The projectile's power comes from a rail gun, a Star Wars-like weapon which use electricity to launch projectiles down a pair of tracks. Think of how a train starts moving: Once the projectile gets going at mach seven, it packs a punch equivalent to “a freight train going through the wall at a hundred miles an hour," Chief of Naval Research Rear Adm. Matthew Klunder told Breaking Defense.
The projectiles can only travel about 100 miles, which is enough to keep ships out of range of most rockets fired from land, even if it's not close to the 1,500 land miles that the Navy's standard cruise missiles can fly for.
That matters less when price comes into play. At $25,000, these tiny projectiles cost about 1% of what the price of a conventional Navy missile. Those numbers are even more eye-catching, given that the Department of Defense's budget is shrinking.

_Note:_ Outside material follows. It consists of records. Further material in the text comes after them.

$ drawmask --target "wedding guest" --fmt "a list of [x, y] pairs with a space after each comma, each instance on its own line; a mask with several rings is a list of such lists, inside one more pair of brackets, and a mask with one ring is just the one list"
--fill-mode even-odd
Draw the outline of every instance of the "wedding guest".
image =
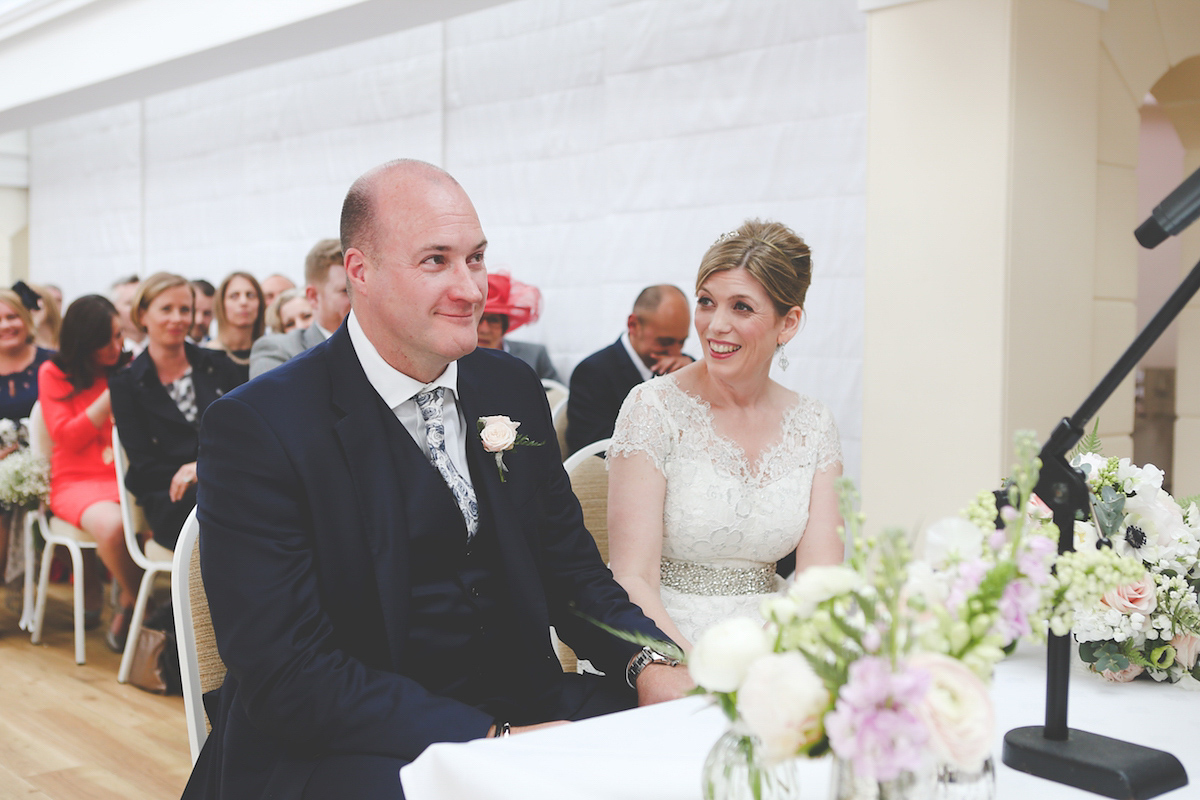
[[255, 342], [250, 352], [251, 378], [325, 341], [350, 313], [342, 243], [337, 239], [320, 240], [305, 256], [304, 296], [312, 303], [312, 324], [288, 333], [268, 334]]
[[[105, 642], [125, 649], [142, 571], [125, 547], [125, 528], [113, 468], [112, 405], [108, 379], [124, 362], [125, 335], [112, 302], [85, 295], [63, 315], [62, 348], [38, 373], [38, 400], [54, 442], [50, 511], [96, 540], [100, 560], [120, 586], [120, 609]], [[91, 550], [84, 550], [85, 605], [100, 618], [103, 593]]]
[[557, 381], [558, 371], [545, 345], [506, 338], [522, 325], [537, 322], [541, 305], [542, 293], [536, 287], [513, 280], [503, 272], [489, 273], [487, 305], [477, 331], [479, 346], [511, 353], [533, 367], [539, 378]]
[[[435, 742], [691, 686], [580, 616], [662, 636], [583, 526], [540, 382], [476, 348], [487, 242], [462, 187], [392, 162], [342, 209], [346, 323], [201, 426], [200, 566], [228, 673], [185, 798], [402, 797], [400, 767]], [[504, 483], [476, 427], [493, 414], [546, 443], [498, 450]], [[485, 428], [495, 447], [505, 430]], [[551, 624], [605, 675], [564, 673]]]
[[223, 350], [250, 376], [250, 349], [266, 328], [267, 306], [262, 287], [248, 272], [231, 272], [217, 287], [213, 314], [217, 335], [209, 342], [213, 350]]
[[280, 292], [295, 288], [296, 284], [292, 283], [292, 279], [286, 275], [280, 275], [278, 272], [268, 275], [262, 282], [263, 305], [271, 305], [275, 298], [279, 297]]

The Navy hopes to load a rail gun onto a ship for the first on-the-water test shots by 2016, according to Johnson. Rapid-fire trials won't happen until 2018, and no date is set for actually installing a rail gun on a ship. After 2018, the Navy will come up with a timeline for designing a ship with the weapon built in.
While that unfolds, naval researchers will also be developing a 2.0 version of the rail gun. The hope is that this one will be better suited for rapid fire and also able to withstand the intense heat that comes from launching successive rounds.